A two-time All-Ivy selection in foil, Keller helped steer his team to a runner-up spot in an extremely deep field at the 1969 national championships. Individually, he also captured the runner-up trophy in foil in 1969 and established himself as a three-time All-American and one of Harvard’s historic greats.

Hall of Fame

Remembering Harvard Athletics

As a student-athlete in high school, I possibly would not have excelled at fencing had it not been for two older guys on the team who Ben-Gayed my jock one afternoon, causing me to seek vengeance, vowing that I’d whip their asses before I was done with them. So I threw myself headlong into mastering the awkward stance, the complex handwork, and the mental discipline for the task. When asked what I majored in at Harvard, I’ve always replied, “Fencing, Vietnam War protests, the fine arts, Chopin, Beethoven, Hendrix and CCR, travel, Zen Buddhism, mind-altering drugs, and the pursuit of women.” Are those typical for the class of ’71? I know only this for sure: that as wonderful as the dissipated self-exploration was, the horrible anxieties and uncertainties foisted upon me by the Vietnam War were far worse, causing me to organize and structure my life so as to prevent meltdown. For me, that structure and discipline was fencing. It pervaded every aspect of my life, even to the extent that it determined such basics as what, when, and how much I would eat. Those of you who saw me fence know that I never really cared whether I won or lost; I only cared that I fenced well. My best bout ever was a 5-3 loss to the world and two-time Olympic gold medalist from Poland at the Martini & Rossi invitational in NYC. I discovered that “Practice makes perfect” is a load of hooey and that instead, “Perfect practice makes perfect.” For me, fencing became an art form, chess on the fly, total integration of mind and body, with life or death the supposed outcome.

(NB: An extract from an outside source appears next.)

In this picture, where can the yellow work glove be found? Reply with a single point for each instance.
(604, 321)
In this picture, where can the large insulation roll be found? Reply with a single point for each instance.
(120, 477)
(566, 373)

Even today, as a designer and builder of custom furniture and small boats, I warm up, stretch, and prepare mentally each morning, just as I did before each fencing match and practice. Constant vigilance and excellent hand/eye coordination could mean the difference between counting to ten or (gasp) less on my fingers at the end of each day; and I’ve learned to trust my sense of touch more than sight while fairing the hull of a boat or the curve of a music stand. These tools, the knowledge, reactions, and the mind-body training, are the tools that allow me and every other artist, and performer to “play our instruments”; but it’s the acquired aesthetic sensibilities, the intuition and wisdom, which allow us to “play the music.” Let’s actively support athletics and the arts to make sure that children of all ages have every opportunity to playfully seek new possibilities in their lives.